# PTC "Hog Island" Streetcar Rebuilt from LGB New Orleans Car



## FHER_operator (Sep 7, 2012)

Hi all, it's sure been a while. After Large-Scale took a back seat to other priorities for a while, opportunity knocked and I'm roaring back into the hobby. This project has been the kickoff for me:
 Technically, it's modeled after a Philadelphia Transit Co. SKOM (Suburban K-controller One Man) class streetcar, one of the designs often called Hog Island cars for the shipyard they were built to serve. I chose to model 5001 because, had it not burned in a 1975 carbarn fire, it might well be in a museum today (it had already survived all but one of its sisters, later lost in an arson, by about 20 years).

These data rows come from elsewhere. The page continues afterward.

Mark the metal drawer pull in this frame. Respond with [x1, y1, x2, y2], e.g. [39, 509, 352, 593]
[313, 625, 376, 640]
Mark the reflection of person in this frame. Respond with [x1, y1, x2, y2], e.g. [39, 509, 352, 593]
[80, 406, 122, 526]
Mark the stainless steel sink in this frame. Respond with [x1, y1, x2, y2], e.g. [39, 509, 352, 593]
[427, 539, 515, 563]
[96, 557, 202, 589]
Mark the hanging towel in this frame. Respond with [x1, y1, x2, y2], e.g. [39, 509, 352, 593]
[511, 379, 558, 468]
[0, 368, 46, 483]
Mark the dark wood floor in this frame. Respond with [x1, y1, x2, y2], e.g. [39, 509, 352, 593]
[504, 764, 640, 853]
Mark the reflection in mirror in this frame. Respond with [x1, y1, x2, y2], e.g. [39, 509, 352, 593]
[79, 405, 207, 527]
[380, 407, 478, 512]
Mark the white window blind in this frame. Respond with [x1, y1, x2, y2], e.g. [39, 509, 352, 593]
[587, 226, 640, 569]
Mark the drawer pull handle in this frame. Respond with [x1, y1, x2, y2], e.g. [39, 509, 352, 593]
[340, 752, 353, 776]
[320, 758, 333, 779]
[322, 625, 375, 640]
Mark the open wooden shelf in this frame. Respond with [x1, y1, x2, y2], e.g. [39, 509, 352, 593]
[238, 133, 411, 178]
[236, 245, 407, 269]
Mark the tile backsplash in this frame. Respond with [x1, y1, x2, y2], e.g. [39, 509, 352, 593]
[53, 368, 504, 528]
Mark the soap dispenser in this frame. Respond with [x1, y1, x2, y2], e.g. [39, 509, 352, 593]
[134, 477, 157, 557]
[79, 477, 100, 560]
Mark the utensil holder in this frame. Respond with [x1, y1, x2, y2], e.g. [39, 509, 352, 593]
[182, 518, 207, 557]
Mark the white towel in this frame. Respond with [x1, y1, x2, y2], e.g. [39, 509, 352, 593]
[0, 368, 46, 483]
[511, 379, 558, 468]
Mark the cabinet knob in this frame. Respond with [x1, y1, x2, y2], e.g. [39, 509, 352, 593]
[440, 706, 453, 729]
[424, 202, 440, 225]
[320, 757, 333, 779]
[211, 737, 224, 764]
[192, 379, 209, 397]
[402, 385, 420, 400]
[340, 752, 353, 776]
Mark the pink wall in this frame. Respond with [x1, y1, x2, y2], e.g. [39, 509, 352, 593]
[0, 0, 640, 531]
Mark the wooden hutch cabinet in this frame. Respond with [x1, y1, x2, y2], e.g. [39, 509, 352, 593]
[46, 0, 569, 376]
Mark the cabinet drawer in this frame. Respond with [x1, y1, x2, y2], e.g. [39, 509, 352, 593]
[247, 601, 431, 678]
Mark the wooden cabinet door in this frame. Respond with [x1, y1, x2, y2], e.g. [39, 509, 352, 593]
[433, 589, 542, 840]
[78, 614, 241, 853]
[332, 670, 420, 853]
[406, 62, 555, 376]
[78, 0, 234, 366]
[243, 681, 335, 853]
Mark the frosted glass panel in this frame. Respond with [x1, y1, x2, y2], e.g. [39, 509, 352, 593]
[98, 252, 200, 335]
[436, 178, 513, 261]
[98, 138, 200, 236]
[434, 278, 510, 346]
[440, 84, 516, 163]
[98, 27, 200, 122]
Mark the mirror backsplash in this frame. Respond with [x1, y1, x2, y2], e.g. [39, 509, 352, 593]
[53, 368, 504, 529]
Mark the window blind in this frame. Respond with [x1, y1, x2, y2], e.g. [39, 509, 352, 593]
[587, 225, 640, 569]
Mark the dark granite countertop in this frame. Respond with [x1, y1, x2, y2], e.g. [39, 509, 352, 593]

 The car still needs work, like rope on the trolley poles, stop lights, and window guards. But it's close.

 The rebuild could hardly have been simpler: I masked and sprayed the car with green, leaving all other colors as they were. Except for the maroon, which I brush painted. The basic NY Third Avenue Railways scheme the previous owner had applied left me with perfectly good cream color on the windows. After printing out destination signs, numbers, and emblems on photo paper, I simply glued them on and revised the end windows. That's all, and it's close enough for me.

 One last shot, of a fantrip Philly transit fans can only wish for... a "Hog" and a Birney, out in the suburbs where they both once roamed.

For some Hog Island car prototype photos, see here:
http://www.ectma.org/hogisland.html 

Thanks for looking and happy modeling!

-Steven


----------



## pete (Jan 2, 2008)

You have done a good job. I liked the picture of them running in the wooded area.


----------



## HampshireCountyNarrowGage (Apr 4, 2012)

And you gave it my name. I am honored...... Oh wait, that's the town. 

Great looking car!


----------